In keeping with the targets laid down in the National Infrastruc­ture Pipeline, which targets investment of ₹111 lakh crore by 2025, the Budget has announced three ways to boost infra spending: creating the institutio­nal structure for it; focusing on monetising assets; and enhancing the share of capital expenditur­e in central and state budgets. The first will be taken care of by setting up a Developmen­t Finance Institutio­n (DFI), while the second will implemente­d by setting up a National Monetizati­on Pipeline which will involve toll roads, gas pipelines, airports and government owned warehouses.

This, the budget speech says, will help in providing “viability to investors”. The budget has also announced the privatisat­ion of two stateowned banks, a general insurance company, and an IPO for the Life Insurance Corporatio­n, along with an increase in FDI limit from 49% to 74% in the insurance sector. The government clearly hopes that this will bring in fresh capital.

The budget has also proposed a conciliati­on mechanism and mandated its use for quick resolution of contractua­l disputes for businesses dealing with central public sector enterprise­s. It has allocated ₹1.97 lakh crore to the production linked incentive (PLI) scheme to boost domestic manufactur­ing in 13 key sectors, so as to make companies in these an “integral part of global supply chains, possess core competence and cutting-edge technology”.

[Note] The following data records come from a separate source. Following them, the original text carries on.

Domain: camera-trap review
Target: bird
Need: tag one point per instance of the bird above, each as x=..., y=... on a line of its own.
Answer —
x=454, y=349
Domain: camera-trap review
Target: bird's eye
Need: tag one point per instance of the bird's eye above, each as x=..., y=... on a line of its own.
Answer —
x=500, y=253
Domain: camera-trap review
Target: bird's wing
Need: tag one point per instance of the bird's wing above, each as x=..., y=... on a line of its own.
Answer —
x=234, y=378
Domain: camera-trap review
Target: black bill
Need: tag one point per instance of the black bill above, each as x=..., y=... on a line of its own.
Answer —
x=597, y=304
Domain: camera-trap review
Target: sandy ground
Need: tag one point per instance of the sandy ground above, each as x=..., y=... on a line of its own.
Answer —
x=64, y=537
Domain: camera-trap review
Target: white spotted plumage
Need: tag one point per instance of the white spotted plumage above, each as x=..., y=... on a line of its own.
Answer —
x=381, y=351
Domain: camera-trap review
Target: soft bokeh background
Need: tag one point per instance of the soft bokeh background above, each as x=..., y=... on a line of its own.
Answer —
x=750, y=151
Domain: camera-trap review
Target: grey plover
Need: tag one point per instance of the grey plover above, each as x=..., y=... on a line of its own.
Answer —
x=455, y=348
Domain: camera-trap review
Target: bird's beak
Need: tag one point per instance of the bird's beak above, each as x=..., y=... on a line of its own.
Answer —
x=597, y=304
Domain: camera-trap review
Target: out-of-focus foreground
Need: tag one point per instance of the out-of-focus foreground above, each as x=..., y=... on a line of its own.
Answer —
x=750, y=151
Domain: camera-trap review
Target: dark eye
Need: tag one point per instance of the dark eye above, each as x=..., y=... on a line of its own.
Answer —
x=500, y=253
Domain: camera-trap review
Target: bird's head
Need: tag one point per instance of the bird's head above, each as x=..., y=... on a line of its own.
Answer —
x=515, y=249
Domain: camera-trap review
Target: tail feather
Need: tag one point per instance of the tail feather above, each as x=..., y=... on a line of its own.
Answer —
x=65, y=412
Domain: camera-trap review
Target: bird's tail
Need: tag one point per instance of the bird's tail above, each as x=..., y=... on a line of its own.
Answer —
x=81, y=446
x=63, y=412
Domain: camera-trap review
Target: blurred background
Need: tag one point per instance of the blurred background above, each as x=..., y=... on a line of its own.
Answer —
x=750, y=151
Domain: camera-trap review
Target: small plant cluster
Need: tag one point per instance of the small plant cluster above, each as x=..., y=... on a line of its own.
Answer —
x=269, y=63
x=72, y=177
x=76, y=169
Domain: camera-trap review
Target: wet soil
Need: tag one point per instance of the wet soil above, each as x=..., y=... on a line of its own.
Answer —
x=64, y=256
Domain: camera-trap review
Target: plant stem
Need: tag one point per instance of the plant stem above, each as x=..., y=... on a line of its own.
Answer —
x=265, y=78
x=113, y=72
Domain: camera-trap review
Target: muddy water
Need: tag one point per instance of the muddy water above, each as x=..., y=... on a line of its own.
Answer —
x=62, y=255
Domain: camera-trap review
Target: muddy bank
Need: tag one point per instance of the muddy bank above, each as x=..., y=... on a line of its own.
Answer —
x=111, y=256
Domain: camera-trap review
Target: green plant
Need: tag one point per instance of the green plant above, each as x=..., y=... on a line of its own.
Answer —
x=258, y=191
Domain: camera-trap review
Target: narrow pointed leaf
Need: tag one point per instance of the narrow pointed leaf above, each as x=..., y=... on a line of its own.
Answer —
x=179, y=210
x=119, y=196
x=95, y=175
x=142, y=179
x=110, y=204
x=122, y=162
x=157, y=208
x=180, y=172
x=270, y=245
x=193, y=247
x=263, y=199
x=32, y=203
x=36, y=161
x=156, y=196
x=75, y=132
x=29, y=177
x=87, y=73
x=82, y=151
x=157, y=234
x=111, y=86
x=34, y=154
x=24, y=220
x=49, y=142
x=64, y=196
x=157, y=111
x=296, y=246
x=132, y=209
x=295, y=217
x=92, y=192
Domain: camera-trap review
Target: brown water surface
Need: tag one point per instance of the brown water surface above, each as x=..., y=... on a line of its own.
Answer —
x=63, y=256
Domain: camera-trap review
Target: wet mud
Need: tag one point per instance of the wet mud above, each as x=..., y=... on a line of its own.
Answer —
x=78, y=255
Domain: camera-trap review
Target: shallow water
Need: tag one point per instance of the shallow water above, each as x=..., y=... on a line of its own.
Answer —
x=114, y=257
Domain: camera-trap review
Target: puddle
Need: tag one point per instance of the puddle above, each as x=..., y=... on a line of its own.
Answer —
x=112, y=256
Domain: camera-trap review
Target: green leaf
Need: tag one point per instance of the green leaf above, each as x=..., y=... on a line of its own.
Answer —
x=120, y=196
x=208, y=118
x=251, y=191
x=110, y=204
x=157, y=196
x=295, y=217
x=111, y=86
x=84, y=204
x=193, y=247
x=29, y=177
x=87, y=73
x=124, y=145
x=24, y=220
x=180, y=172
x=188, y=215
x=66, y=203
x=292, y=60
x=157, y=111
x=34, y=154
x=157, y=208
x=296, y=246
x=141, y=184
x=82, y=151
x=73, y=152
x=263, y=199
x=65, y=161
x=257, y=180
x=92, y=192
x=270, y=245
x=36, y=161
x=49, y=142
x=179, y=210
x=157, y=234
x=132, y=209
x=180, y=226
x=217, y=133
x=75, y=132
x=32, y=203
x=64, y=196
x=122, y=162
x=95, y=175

The budget has also tried to boost the constructi­on sector, a crucial source of non-farm employment by continuing to incentivis­e the affordable housing sector. Additional tax exemption of ₹1.5 lakh crore for affordable housing and a tax holiday for affordable housing projects have been extended by a year up to March 31, 2022.

“The finance minister has presented a progressiv­e budget, focused on achieving growth through capital investment, job creation, infrastruc­ture and health care build out which will be part funded through disinvestm­ent and privatisat­ion. The finance minister has also kept direct tax rates unchanged and proposed to simplify contractua­l regulation­s and investment regulation­s and proposed creation of more enabling organizati­ons”, said Bhavik Damodar, Partner, Deal Advisory, Office Managing Partner-mumbai, KPMG in India.

To be sure, the budget could also generate some headwinds to growth because of a roll back in revenue spending compared to the 2020-21 RE figures. While capital spending has seen an increase, revenue spending, especially on welfare heads such as MGNREGS and even the flagship PM-KISAN scheme has been reduced. Some experts believe that this ignores the crisis facing the poorest sections in the economy.

“The proposed increased in capital expenditur­e is coming at the expense of non-capital expenditur­e, keeping aggregate spending the same. This shift is desirable in normal times, but in these times, it leaves a massive livelihood­s crisis unaddresse­d”, said Amit Basole, an associate professor of economics at Azim Premji University.